O programa de reformas económicas em Cuba não resultou. Os dirigentes são forçados a encarar medidas mais amplas e rápidas. “Penso que estão em vias de tentar lançar um processo de mudança que lhes permita salvar a pele e conduzir o país para um sistema político mais viável”, diz Christopher Sabatini, presidente do Cuba Working Group, do Council of the Americas.

Obama foi pragmático. Cuba já não é uma ameaça estratégica.

Não deu lições de democracia a Castro nem impôs condições explícitas. Confirmou o abandono da política de “mudança de regime”. Basta-lhe a constatação do isolamento de Havana, que o coloca em posição de vantagem. Reafirmou os princípios e valores americanos e reconheceu o erro do embargo dizendo que “não se pode prosseguir a mesma política durante cinco décadas e esperar obter um resultado diferente”. O embargo penaliza a população e ajudou o poder cubano a justificar o fracasso económico e a repressão como vítima do imperialismo yankee. Trouxe-lhe simpatia internacional.

Raúl Castro salva a face ao receber solenemente os três prisioneiros que Fidel jurara um dia que voltariam a Cuba. Raúl cumpre a promessa. Fidel está em silêncio e aparentemente fora de jogo.

Alguns dissidentes cubanos “temem que um boom económico fortaleça o Estado-partido, como na China, e que o capitalismo enriqueça os burocratas do partido como acontece na Nicarágua”, escreve o argentino Héctor Schamis, especialista da América Latina na Universidade de Georgetown, em Washington. O temor do regime é abrir um processo de que depressa se torne irreversível, como na Polónia, na África do Sul ou no Chile. “Nunca é fácil uma transição democrática, sempre marcada pela incerteza.”

É improvável que Cuba se democratize num futuro próximo, que o Partido Comunista abandone o Governo e se crie rapidamente uma economia que funcione, diz a americana Julia Sweig, especialista em Cuba. “Mas tudo isto correrá melhor se as relações com os Estados Unidos forem normalizadas.”

4. Obama calcula recolher outros frutos. O previsível afundamento da Venezuela deixa o Presidente Nicolás Maduro sem alternativas. O anunciado abandono por Cuba — mesmo que compensado por “palavras fraternas” — pode ser uma certidão de óbito. Maduro saudou apressadamente a “valentia” de Obama por dialogar com Cuba. Washington respondeu decretando sanções contra altos funcionários de Caracas.

A Venezuela está só. “Cuba teve de encontrar uma solução para a sua dependência perante a Venezuela”, explica a analista venezuelana Elsa Cardozo. “A Venezuela perdeu muita da sua influência política e económica. (...) Poderá continuar a fornecer petróleo subsidiado aos países das Caraíbas em troca do apoio às suas iniciativas? Antevê-se uma crise económica e política e muita conflitualidade.”

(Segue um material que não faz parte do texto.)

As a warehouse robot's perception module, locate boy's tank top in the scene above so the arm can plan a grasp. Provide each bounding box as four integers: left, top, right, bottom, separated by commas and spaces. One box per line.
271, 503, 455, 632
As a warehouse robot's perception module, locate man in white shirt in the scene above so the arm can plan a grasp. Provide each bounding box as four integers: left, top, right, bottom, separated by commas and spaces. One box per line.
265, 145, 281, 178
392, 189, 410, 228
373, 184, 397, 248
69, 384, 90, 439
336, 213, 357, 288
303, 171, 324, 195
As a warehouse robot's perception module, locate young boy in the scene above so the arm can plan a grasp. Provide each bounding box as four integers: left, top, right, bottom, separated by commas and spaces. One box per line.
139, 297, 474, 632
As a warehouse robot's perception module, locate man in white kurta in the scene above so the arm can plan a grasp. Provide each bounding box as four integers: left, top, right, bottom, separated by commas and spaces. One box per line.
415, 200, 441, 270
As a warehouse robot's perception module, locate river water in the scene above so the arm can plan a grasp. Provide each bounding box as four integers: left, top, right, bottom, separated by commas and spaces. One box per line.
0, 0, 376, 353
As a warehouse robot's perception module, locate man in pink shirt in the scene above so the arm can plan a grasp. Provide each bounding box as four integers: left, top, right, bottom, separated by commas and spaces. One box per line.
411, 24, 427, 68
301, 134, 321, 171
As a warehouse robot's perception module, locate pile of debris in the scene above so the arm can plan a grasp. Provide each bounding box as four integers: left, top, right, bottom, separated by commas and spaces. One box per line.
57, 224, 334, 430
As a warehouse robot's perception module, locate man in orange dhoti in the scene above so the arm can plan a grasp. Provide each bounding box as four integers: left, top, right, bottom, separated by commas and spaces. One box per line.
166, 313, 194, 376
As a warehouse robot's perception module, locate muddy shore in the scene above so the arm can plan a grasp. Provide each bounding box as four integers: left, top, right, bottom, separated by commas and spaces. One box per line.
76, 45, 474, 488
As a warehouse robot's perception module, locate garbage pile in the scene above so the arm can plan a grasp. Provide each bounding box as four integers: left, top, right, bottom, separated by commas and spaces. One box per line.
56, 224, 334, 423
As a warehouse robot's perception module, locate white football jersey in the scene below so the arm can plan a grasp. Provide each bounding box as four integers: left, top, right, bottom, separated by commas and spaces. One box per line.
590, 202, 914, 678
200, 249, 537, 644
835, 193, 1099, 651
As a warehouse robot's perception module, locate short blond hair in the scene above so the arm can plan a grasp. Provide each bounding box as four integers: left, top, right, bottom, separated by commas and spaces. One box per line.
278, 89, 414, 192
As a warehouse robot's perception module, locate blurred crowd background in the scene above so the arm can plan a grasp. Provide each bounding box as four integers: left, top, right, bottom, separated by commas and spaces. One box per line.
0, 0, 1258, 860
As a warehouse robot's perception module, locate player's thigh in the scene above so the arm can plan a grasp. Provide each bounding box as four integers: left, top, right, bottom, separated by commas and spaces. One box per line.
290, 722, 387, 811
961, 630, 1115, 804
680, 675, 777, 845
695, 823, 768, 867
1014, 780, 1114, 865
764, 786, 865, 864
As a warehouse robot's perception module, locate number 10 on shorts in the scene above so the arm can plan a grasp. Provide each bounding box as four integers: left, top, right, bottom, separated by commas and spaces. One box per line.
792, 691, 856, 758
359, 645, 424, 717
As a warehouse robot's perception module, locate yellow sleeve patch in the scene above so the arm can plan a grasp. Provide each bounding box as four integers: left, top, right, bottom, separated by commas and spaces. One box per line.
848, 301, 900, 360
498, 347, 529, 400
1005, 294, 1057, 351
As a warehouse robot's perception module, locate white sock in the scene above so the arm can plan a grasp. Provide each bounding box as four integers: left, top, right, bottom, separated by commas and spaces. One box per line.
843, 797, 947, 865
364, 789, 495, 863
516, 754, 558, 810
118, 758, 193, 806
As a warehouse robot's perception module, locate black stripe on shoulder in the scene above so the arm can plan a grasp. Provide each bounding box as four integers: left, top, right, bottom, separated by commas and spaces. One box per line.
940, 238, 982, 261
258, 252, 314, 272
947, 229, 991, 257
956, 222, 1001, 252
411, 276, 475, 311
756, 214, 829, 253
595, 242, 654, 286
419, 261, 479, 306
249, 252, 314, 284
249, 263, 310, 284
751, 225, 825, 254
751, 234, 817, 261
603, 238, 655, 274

Interroga-se Héctor Schamis: “Que se passará com os Rafael Correa [Presidente do Equador], os Evo Morales [do Peru] e outros parentes próximos de Caracas, no momento em que Havana faz negócio com os gringos? É o fim da história? A história mal começou: e nada será como dantes.”

Texto corrigido às 12h22 Raul Castro tem 83 anos e não 88.